Check out this refreshing recipe that was served at Elton John AIDS Foundation’s Academy Awards Viewing Party.  This delicious dish provides your guests with tangy, sweet tapas  that are perfect for party munching.

Deliver Ingredients


Shrimp Taco

  • 12 thin taro root slices
  • 1 Cup cooking oil
  • 1.5 Pounds of raw deveined and peeled shrimp
  • 2 Teaspoons of olive oil
  • salt and pepper to taste
  • ¼ Teaspoon of cumin
  • ¼ Teaspoon chili

Peach Salsa

  • 2 fresh peaches pitted and small diced
  • 1 Tablespoon of cilantro chopped
  • 1/2 Teaspoon of ground garlic
  • 1 Ounce of diced red onion
  • salt and pepper (to taste)
  • ½ Cup of diced red bell pepper


  • 1 avocado peeled diced
  • 1 small onion, diced
  • 1 small tomato, diced
  • 1 Teaspoon cilantro, chopped
  • 1/4 Teaspoon garlic, chopped
  • 1/4 Teaspoon cumino
  • 1/4 Teaspoon ground oregano
  • Juice of ½ lemon
  • Salt and pepper (to taste)


Shrimp Taco

In a saucepan, preheat cooking oil to 350 degrees.

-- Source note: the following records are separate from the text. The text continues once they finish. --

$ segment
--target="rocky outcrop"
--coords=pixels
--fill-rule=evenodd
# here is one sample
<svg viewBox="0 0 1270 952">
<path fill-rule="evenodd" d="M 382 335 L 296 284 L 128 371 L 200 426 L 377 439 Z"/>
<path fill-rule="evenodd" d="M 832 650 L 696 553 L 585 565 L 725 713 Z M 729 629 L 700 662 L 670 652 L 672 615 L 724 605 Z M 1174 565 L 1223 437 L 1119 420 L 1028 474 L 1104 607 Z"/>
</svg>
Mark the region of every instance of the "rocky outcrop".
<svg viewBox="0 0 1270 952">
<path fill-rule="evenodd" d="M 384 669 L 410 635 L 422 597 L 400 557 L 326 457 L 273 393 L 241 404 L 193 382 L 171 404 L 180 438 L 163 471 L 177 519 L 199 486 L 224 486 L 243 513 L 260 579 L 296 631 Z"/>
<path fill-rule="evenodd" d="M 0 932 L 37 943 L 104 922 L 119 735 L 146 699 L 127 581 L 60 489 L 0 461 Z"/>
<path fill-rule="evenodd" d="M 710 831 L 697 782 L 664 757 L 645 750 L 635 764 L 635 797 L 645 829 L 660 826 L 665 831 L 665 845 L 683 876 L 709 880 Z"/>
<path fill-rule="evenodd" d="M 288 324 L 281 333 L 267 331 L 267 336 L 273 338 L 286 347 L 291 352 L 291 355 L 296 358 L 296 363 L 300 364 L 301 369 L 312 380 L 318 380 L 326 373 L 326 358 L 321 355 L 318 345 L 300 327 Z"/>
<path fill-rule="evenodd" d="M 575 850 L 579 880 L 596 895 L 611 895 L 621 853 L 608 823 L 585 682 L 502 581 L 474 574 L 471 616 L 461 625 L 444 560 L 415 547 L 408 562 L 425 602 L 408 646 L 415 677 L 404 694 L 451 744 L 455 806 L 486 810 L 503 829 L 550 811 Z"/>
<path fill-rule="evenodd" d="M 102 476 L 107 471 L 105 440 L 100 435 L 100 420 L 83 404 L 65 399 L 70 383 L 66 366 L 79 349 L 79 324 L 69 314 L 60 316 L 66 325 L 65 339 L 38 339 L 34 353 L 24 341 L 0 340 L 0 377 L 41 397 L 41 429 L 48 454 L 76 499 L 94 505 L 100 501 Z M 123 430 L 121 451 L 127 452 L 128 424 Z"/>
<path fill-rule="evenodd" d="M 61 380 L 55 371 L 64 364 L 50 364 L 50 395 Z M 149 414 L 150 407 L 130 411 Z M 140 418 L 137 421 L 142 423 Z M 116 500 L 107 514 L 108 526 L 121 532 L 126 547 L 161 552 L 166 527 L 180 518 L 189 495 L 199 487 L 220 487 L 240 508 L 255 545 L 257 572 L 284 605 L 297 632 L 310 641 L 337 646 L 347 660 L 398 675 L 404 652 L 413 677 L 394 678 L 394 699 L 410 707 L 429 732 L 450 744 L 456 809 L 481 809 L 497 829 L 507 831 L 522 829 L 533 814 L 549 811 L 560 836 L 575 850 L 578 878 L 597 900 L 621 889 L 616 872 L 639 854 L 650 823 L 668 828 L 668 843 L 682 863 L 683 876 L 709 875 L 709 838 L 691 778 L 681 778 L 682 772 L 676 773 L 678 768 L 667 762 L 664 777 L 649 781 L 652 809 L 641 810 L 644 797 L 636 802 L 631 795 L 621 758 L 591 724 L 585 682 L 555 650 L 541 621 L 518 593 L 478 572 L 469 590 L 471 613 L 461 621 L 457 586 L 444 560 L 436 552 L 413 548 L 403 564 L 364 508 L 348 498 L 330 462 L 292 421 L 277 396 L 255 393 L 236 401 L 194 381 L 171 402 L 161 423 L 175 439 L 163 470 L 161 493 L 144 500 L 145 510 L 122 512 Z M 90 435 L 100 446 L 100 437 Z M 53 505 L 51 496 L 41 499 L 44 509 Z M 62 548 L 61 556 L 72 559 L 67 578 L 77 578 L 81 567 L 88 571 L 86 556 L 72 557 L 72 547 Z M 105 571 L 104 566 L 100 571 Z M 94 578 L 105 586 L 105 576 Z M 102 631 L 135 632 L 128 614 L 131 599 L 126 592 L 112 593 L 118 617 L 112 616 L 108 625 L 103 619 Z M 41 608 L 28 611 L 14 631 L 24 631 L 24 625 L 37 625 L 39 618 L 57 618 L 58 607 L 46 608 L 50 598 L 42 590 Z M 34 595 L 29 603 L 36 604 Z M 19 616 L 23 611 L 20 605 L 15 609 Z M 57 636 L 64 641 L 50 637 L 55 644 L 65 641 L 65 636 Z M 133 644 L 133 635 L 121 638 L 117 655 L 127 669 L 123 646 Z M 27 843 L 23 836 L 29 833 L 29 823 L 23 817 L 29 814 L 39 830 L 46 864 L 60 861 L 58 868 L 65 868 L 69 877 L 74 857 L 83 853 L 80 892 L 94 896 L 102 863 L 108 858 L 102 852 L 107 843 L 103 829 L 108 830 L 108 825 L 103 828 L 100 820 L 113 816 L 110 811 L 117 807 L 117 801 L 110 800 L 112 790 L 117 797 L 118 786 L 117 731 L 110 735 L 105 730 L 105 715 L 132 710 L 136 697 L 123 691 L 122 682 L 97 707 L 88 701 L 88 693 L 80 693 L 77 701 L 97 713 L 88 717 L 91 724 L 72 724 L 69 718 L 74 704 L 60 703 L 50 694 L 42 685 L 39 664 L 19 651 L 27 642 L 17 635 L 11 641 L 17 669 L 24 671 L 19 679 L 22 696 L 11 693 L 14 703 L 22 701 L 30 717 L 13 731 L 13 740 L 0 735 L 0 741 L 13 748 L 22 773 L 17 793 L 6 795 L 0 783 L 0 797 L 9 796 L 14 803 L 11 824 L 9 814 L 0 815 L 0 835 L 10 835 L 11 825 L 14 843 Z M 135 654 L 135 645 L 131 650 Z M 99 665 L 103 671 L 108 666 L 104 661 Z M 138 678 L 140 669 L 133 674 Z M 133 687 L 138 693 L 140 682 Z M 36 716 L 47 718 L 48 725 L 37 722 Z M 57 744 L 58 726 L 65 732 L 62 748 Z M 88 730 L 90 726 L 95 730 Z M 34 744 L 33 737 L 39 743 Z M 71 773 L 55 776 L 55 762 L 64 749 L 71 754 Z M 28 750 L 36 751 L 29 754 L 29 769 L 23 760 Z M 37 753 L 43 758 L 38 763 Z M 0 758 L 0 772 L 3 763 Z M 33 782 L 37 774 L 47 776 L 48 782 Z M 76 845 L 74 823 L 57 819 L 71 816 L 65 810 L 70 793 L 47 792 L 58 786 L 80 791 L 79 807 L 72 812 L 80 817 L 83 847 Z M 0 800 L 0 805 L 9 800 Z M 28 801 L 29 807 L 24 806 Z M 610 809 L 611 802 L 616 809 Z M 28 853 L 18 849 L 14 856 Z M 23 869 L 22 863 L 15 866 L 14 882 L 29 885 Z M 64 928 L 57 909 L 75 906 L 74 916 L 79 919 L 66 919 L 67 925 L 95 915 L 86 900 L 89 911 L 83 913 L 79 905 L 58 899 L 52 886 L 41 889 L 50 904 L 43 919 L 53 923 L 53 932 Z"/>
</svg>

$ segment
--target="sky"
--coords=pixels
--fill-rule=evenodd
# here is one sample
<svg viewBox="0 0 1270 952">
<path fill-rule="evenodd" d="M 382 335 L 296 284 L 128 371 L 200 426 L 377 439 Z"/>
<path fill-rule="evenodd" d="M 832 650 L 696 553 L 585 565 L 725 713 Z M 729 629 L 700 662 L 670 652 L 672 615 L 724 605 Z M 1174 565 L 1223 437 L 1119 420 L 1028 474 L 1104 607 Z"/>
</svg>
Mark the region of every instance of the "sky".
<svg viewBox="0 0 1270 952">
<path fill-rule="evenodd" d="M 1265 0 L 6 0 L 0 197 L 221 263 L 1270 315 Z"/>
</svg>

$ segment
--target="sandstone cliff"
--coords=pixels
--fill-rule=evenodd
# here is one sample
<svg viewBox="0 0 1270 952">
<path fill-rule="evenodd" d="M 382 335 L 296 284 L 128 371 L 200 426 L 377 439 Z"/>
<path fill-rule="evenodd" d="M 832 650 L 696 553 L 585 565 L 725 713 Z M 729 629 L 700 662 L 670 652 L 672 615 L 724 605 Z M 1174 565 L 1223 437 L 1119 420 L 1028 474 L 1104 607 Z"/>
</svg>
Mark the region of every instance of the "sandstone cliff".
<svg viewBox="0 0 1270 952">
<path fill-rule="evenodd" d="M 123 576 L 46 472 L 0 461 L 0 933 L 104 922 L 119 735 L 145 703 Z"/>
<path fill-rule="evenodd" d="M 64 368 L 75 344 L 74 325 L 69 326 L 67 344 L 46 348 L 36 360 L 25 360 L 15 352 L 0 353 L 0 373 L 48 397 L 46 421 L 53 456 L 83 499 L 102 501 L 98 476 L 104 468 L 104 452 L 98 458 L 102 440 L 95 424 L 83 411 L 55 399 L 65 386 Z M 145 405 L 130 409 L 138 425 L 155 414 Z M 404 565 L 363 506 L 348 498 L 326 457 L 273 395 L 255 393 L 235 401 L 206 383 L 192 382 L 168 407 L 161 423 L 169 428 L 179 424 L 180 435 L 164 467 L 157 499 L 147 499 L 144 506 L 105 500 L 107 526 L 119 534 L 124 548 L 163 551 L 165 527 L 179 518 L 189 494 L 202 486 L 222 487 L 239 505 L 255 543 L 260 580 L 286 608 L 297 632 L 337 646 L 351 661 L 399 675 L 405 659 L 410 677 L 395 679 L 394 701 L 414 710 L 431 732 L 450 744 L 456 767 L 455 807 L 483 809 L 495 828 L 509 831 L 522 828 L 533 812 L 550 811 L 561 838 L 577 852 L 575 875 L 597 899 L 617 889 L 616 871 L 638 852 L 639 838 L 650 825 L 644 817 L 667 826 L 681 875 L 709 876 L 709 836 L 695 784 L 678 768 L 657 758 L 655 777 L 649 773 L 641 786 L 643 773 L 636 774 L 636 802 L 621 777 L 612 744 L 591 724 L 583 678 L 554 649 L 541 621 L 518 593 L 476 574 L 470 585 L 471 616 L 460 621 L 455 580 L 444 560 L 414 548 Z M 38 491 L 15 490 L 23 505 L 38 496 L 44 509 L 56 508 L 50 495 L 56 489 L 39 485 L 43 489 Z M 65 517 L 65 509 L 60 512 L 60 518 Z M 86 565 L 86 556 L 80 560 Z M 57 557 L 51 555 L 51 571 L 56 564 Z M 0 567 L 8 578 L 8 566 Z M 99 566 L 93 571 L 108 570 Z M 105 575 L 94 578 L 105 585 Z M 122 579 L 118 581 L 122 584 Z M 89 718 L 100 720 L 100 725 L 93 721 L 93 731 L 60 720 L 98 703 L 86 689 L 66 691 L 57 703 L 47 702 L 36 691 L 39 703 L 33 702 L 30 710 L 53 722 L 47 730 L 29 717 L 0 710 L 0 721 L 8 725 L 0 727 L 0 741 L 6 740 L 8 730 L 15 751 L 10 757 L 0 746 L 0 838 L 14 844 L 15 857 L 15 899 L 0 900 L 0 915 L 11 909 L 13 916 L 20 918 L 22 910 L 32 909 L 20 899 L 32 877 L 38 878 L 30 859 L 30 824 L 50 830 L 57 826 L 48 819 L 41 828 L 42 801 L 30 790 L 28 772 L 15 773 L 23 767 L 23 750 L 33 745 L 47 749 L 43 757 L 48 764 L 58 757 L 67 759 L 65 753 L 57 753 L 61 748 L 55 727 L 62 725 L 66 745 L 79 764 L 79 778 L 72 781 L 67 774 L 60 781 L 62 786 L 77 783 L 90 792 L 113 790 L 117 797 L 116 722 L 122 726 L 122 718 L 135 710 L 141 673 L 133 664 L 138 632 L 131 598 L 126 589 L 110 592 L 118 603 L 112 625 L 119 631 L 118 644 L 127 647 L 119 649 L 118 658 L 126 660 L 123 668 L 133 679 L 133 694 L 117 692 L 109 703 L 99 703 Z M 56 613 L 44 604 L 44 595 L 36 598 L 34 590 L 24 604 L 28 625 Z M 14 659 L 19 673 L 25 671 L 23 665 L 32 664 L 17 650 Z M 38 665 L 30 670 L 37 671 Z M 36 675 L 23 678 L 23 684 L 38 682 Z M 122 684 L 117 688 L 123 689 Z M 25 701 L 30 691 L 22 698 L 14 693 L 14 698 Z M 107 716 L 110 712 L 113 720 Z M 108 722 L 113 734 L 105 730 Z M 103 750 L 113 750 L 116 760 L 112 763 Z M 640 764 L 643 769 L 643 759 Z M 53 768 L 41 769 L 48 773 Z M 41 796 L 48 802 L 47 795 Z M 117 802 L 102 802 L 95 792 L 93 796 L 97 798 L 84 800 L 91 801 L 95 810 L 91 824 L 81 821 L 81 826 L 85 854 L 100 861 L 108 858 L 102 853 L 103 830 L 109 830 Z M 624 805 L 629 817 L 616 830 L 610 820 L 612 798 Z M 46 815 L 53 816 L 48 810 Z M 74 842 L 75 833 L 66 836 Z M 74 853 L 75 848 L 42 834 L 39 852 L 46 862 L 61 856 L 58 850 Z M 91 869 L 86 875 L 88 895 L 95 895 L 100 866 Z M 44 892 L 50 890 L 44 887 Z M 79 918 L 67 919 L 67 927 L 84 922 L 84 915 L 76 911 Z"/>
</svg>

Peel and slice thin taro root and place in a taco basket and then in sauce pan.  Cook the shells till they are crispy.

Coarsely chop shrimp.

In a sauté pan with two teaspoons of olive oil, sauté the shrimp till pink and add salt and pepper to taste along with ¼-teaspoon of cumin and ¼-teaspoon chili.

Cook for 1 more minute and keep warm.

Peach Salsa

Mix all together then adjust seasoning.


Mix all together then adjust seasoning.

Place a line of the guacamole down the center and then place the taro root shells on top, standing straight up in a line.

Divide the shrimp mixture among the 12 tacos and top with the peach salsa and guacamole.

Garnish with a sprig of cilantro on each taco.

Shrimp Shopping Tip

To save time, buy shrimp that has been cleaned and deveined.

Shrimp Cooking Tip

Leaving the tail on shrimp will add a richer flavor to your dish.

Shrimp Wine Pairing

Sweet chenin blanc, muscat, or amontillado sherry with nut-based desserts; sauternes or sweet German wines with pound cake, cheesecake, and other mildly sweet desserts; sweet chenin blanc or muscat or Alsatian vendange tardive (late harvest) wines with sweeter desserts; sweet chenin blanc or muscat or Alsatian vendange tardive (late harvest) wines, port, madeira, late-harvest zinfandel, or cabernet sauvignon or cabernet franc with chocolate desserts.